This text is part of the special edition Pride Montreal
Even though sex education courses have been mandatory in all primary and secondary schools in Quebec since 2018, the quality of learning varies from one establishment to another, according to different community organizations, which are calling for better equipping of staff.
For Milca Bibeau, political coordinator at the Coalition ÉduSex, although the current program is “very good,” adequate training, sufficient funding and monitoring would be necessary to ensure that the content taught is “really quality content,” she adds. “We have qualified specialists in Quebec. We have a bunch of sexologists and community organizations that would be very happy to go into schools, but the funding doesn’t necessarily go to them,” she explains.

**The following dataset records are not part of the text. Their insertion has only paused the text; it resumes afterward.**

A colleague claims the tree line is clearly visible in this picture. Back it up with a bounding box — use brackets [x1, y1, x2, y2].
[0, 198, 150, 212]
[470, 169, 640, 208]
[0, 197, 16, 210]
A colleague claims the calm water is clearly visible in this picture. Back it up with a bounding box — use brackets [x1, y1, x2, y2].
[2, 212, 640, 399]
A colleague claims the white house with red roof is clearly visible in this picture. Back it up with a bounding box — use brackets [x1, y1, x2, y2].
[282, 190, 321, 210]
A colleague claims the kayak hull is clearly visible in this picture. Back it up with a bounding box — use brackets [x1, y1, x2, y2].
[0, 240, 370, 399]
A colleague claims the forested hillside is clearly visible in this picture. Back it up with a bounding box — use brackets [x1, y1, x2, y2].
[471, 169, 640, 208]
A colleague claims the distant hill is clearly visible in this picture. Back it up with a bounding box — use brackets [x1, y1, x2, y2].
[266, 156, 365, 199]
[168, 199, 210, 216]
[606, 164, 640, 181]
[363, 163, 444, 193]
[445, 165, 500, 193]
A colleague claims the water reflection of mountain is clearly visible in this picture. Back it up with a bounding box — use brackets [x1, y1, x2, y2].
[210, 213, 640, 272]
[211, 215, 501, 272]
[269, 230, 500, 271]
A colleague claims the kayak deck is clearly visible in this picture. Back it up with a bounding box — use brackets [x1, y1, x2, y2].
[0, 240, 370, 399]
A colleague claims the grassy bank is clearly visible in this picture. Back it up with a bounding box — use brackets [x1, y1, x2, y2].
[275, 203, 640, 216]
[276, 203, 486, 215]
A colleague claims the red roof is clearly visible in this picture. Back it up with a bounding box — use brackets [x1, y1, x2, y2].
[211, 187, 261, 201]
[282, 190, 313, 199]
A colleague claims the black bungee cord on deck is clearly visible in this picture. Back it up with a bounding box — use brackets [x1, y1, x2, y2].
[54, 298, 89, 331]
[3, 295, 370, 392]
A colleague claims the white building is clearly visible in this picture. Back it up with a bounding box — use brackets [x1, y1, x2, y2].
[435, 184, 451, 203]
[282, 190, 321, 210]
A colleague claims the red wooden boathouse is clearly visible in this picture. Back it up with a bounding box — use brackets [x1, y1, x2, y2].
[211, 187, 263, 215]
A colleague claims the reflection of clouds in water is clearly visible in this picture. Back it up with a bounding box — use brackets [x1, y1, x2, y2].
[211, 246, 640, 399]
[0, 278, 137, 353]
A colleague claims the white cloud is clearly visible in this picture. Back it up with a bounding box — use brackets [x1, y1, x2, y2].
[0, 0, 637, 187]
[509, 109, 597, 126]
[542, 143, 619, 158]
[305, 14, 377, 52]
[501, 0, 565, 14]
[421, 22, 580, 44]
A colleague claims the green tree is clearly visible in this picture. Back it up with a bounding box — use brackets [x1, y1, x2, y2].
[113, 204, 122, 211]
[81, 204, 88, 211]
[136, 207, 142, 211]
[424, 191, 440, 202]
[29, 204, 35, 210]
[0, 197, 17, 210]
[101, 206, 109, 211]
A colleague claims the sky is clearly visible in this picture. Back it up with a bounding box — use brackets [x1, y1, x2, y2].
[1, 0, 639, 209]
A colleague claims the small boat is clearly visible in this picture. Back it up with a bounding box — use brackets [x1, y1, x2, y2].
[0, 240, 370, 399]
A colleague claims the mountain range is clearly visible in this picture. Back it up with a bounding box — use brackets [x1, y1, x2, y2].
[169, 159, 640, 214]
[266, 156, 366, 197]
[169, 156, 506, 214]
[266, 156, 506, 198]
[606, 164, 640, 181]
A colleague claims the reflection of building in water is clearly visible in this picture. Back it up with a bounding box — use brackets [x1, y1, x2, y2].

The contribution of the community
Since the introduction of mandatory courses in 2018, each student receives 5 to 15 hours of sex education annually. Interpersonal and sexual relationships, sexual violence, sexual stereotypes, STIs, pregnancy, as well as issues related to gender and identity are addressed, according to the Ministry of Education’s program.
The first sex education program was created in Quebec in 1986. It was taught through the personal and social training course (FPS). When it was abolished in the early 2000s, the community sector took over, according to Milca Bibeau. She believes that having access to community expertise in schools would allow teachers to be better equipped.
An opinion shared by Pascal Vaillancourt, CEO of Interligne, which is an intervention and listening organization for people who identify with sexual diversity and gender plurality. “Since there is a lack of specialists in schools, we can question how the content will be presented. Especially since with LGBTQ+ issues, there has been a diversification of vocabulary in recent years to better explain the realities. I don’t know to what extent all schools have the resources to explain them well,” he gives as an example.
Representation of LGBTQ+ realities
Interligne also organizes workshops and training sessions in schools. The organization’s executive director has noticed a change in the last two years or so among some young people. “We’ve noticed that there are a lot more hateful comments toward LGBTQ+ communities in schools. We’ve also observed that young people will sometimes make homophobic comments and that these don’t necessarily come from their parents. It seems like there are new trends and that worries us,” he says. “We’ve also seen young people who asked to leave the classroom when we came to give training because they didn’t want to hear about it, for several reasons. We didn’t see that three, four, five years ago,” adds Pascal Vaillancourt.
On the staff side, the activities given in the classes are generally well received. It is the teachers or the management who will request them. Despite this, “the staff is often very afraid of having to manage a situation where a parent would make a complaint. It is not uncommon, at Interligne, for us to receive calls from professionals in the education environment or from the management asking us for advice,” explains Pascal Vaillancourt.
According to Milca Bibeau, quality sex education is necessarily one that adopts a positive, inclusive and emancipatory approach. This could be summed up as “a comprehensive sexuality education. It is our relationship to the body, to pleasure. It is to show that sexuality can be something beautiful and to dare to talk about all aspects of sexuality, even those that make us uncomfortable”, defines Mariane Gilbert, sexologist and director of the awareness component of the organization Les 3 sex. According to her, this approach allows us to “lift shame, to show that there is diversity in realities and that we are not alone, that there are several types of relationship models while facilitating questions. There are really positive impacts on behaviors”, she explains.
This content was produced by the Special Publications Team of Dutyrelevant to marketing. The writing of the Duty did not take part in it.